En el mar de Noruega, un buque navega y trabaja “solo”. No hay capitán en el puente ni tripulación en cubierta. El Reach Remote 1, un Uncrewed Surface Vessel (USV) de 24 metros de eslora, ha sido autorizado para operar de forma totalmente remota en trabajos submarinos, con el capitán y los operadores sentados en un centro de control en tierra, a cientos de kilómetros de distancia.
La Autoridad Marítima de Noruega otorgó a Reach Subsea un trading permit que permite al Reach Remote 1 operar sin buque de apoyo y sin personal a bordo, tras una campaña de pruebas y validación técnica liderada por DNV. Se trata del primer permiso de este tipo en el mundo para un USV de este tamaño con capacidad de ROV de trabajo (Work Class ROV), un hito que la propia industria noruega compara, en potencial transformador, con el salto histórico de los veleros a los barcos a motor.

Un laboratorio flotante sin personas a bordo
El Reach Remote 1 fue diseñado por Kongsberg Maritime y construido para Reach Subsea como una plataforma compacta, altamente automatizada y enfocada en operaciones de survey, inspección e intervención submarina. El buque incorpora sensores de casco para levantamientos hidrográficos, sistemas avanzados de navegación y comunicaciones, además de un ROV eléctrico de trabajo capaz de ejecutar tareas en el fondo marino y transmitir datos en alta resolución a tierra.
Hasta ahora, la operación exigía la presencia de un buque de apoyo tripulado que acompañara al USV para proveer “ojos humanos” durante las pruebas. Con el nuevo permiso, ese apoyo deja de ser obligatorio: el Reach Remote 1 puede zarpar directamente a su faena, mientras la operación se ejecuta y supervisa desde un Remote Operations Centre (ROC) en Noruega, operado por Massterly y Reach Subsea.
“Desde el inicio de las operaciones en abril, un buque de apoyo ha permitido observar con ojos humanos mientras demostrábamos operaciones no tripuladas controladas de forma remota. Nuestro equipo ha probado que Reach Remote ofrece un nivel de seguridad marítima y conciencia situacional equivalente o mejor al de los buques tripulados”, ha destacado Inge Grutle, COO de Reach Subsea, al presentar este hito.

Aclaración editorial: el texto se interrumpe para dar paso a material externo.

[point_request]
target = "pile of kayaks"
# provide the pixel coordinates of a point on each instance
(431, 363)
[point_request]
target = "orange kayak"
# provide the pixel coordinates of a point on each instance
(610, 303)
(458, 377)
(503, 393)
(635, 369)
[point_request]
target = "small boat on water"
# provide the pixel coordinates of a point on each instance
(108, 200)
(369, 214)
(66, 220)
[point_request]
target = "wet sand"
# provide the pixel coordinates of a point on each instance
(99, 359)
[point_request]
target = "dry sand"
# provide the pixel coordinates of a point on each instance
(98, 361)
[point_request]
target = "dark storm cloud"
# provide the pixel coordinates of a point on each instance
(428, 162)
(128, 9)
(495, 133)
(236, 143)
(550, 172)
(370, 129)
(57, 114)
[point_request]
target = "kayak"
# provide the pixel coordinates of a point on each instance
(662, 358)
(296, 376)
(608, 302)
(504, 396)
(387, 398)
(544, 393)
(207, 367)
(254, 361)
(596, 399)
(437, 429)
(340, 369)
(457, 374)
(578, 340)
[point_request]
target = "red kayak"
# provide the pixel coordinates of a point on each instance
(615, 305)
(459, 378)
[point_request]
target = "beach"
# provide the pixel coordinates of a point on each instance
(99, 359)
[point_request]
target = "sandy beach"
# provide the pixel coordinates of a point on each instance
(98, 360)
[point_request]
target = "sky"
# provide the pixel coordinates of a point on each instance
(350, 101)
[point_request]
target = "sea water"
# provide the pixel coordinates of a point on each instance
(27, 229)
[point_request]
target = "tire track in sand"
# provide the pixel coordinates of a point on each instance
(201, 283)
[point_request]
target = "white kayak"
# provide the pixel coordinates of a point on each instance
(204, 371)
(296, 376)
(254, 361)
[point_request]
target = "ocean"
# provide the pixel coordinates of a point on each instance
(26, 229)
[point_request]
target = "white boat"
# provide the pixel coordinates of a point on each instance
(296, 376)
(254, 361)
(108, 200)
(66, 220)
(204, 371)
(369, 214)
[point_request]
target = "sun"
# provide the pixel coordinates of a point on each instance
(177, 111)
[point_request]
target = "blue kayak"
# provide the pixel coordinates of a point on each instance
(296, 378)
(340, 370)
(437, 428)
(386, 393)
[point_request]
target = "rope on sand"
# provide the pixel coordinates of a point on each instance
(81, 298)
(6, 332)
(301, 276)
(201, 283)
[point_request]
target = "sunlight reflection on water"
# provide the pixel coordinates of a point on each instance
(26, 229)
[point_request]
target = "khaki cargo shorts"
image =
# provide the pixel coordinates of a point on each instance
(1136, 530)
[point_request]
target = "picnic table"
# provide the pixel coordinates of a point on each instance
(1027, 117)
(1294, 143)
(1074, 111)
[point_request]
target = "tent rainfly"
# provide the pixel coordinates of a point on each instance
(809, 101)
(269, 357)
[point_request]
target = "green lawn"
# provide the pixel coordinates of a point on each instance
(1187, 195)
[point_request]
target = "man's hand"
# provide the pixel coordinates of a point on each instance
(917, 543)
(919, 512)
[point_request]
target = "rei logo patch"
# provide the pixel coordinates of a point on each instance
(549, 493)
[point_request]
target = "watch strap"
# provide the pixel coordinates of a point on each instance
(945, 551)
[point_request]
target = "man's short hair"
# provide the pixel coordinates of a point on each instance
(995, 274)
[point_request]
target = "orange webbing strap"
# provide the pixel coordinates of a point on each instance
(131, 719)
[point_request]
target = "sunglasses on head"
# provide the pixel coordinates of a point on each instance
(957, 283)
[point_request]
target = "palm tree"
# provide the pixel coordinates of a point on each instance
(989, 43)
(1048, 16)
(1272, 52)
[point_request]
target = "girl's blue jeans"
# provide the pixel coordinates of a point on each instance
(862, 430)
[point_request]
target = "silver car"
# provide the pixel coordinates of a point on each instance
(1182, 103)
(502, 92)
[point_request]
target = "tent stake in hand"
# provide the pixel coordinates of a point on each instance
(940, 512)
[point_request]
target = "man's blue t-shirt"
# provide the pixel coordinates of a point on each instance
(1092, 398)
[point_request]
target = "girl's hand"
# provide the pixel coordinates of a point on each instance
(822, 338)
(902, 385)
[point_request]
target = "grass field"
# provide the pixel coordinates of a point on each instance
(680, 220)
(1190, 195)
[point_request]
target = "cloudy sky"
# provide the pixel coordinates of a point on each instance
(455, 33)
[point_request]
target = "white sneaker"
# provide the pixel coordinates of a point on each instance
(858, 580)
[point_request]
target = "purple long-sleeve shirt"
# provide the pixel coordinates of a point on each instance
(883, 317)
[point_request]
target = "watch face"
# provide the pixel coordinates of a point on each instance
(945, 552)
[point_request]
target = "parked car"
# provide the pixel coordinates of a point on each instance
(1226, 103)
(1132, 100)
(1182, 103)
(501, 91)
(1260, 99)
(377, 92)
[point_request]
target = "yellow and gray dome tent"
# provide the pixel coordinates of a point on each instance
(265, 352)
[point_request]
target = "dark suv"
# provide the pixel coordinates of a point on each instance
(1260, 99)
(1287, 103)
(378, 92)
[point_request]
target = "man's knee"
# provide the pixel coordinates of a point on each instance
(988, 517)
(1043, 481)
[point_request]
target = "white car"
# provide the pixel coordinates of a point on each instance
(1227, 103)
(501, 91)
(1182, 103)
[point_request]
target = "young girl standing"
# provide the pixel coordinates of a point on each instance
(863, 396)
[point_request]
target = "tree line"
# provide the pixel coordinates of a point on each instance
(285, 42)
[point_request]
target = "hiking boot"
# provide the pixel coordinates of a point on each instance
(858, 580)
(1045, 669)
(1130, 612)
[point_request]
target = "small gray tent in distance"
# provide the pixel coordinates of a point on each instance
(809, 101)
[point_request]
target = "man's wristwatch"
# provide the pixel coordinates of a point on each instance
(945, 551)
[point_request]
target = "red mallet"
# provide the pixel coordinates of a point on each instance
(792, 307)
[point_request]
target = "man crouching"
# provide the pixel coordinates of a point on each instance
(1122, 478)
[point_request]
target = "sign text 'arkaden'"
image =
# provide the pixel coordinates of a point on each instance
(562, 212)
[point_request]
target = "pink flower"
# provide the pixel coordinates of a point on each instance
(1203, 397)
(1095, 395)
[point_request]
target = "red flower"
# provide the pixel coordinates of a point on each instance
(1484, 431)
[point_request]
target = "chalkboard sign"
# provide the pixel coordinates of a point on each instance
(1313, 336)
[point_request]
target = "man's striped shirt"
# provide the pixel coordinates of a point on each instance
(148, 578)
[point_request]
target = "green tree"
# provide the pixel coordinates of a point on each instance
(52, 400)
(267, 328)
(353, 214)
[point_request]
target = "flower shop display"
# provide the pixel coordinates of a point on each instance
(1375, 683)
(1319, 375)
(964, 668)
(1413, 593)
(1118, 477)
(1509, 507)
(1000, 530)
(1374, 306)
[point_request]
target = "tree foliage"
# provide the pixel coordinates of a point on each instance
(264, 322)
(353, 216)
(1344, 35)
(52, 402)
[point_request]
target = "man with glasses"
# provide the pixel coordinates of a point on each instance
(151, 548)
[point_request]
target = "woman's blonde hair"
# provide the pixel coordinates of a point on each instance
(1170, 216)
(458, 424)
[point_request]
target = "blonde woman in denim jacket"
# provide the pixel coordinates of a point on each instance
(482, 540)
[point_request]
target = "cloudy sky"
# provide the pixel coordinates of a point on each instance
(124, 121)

Menos emisiones y nueva arquitectura operativa
El concepto detrás del Reach Remote 1 busca rediseñar la arquitectura de las operaciones offshore mediante buques más pequeños, altamente automatizados y controlados a distancia. Según cifras del propio proyecto, estos USV pueden reducir emisiones de CO₂ hasta en un 90% respecto a buques convencionales que realizan las mismas tareas de inspección e intervención, al requerir menos combustible y optimizar la logística asociada.
“Nuestro programa Reach Remote es central en la estrategia para transformar las operaciones submarinas mediante robótica oceánica”, ha señalado Jostein Alendal, CEO de Reach Subsea, subrayando que el permiso noruego se apoya en la demostración de que las operaciones remotas pueden cumplir los estándares de seguridad y desempeño exigidos por las autoridades.
En paralelo, la compañía ya avanzó con Reach Remote 2, que se prepara para operar en Australia, y con las unidades 3 y 4 en construcción, ampliando el despliegue de esta nueva clase de naves autónomas hacia distintos mercados y regiones.